Option #1 ensures that each page
belongs to one and only one other
entity, although the relationship cant
actually be enforced as the parentId
field can point to more than one
place.
Right. In terms of relational theory, the problem is that your "parentId
" column violates third normal form, because its meaning varies per row, based on the value in parentType
(a non-key column).
You wouldn't have a properly designed database if a single column could contains someone's phone number or their birthdate, per row, depending on some other flag. Those are two different facts about the person, and they each deserve their own column. Likewise, storing both site_id or node_id in a single column would have the same problem.
Another clue that this is a flawed design is that you can't declare a foreign key constraint to point to either of two referenced tables.
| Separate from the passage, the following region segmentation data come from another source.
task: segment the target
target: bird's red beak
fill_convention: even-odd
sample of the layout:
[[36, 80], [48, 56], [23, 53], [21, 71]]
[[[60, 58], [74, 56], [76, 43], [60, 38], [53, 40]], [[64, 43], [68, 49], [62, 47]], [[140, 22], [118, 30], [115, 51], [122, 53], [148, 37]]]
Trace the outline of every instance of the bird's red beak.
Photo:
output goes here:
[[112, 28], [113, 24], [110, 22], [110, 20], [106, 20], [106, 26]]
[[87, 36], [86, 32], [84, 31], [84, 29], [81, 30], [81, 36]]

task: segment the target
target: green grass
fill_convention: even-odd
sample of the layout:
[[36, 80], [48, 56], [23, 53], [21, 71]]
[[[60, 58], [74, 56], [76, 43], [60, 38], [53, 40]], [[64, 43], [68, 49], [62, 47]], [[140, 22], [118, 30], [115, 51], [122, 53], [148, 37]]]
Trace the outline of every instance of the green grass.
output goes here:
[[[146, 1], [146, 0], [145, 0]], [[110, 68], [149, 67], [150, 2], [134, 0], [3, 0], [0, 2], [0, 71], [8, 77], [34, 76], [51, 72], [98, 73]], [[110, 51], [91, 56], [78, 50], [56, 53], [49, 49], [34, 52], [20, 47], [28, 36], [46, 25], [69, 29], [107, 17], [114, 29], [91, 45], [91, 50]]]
Option #2 is cleaner, but it's
basically saying that the site
"belongs" to the two error and not
found pages, and that's probably bad
practice.
I see why you're saying that, because of the belongs to conventions in Rails-like frameworks. But these are conventions; they aren't necessarily the only relationship that foreign keys can model. You can make one entity refer to exactly one other entity, in a has one relationship. In this case, the foreign key reverses direction.
I would say it's logically true that the Error page and the Not Found page belong to the site, not the other way around. And the way to make them mandatory is to have another entity reference these pages, and apply the NOT NULL
constraint to these references. This is what you've described.
CREATE TABLE site (
. . .
error_page_id INT NOT NULL,
notfound_page_id INT NOT NULL,
FOREIGN KEY (error_page_id) REFERENCES pages (page_id),
FOREIGN KEY (notfound_page_id) REFERENCES pages (page_id)
);
This meets your immediate need, it's enforceable, and it's in Normal Form.
@NXC suggests making dummy nodes for Error and Not Found pages. Although this allows these nodes to be stored in the node hierarchy, it fails to enforce that a site must have these pages. That is, a site could be stored without references to these nodes.
@Tony Andrews suggests storing two columns in each page, site_id
and site_node_id
, and adding a CHECK constraint to ensure that exactly one of these is non-NULL. This seems better than the parent_id
/parent_type
option, but it still doesn't offer any enforcement that every site must have an Error and a Not Found page.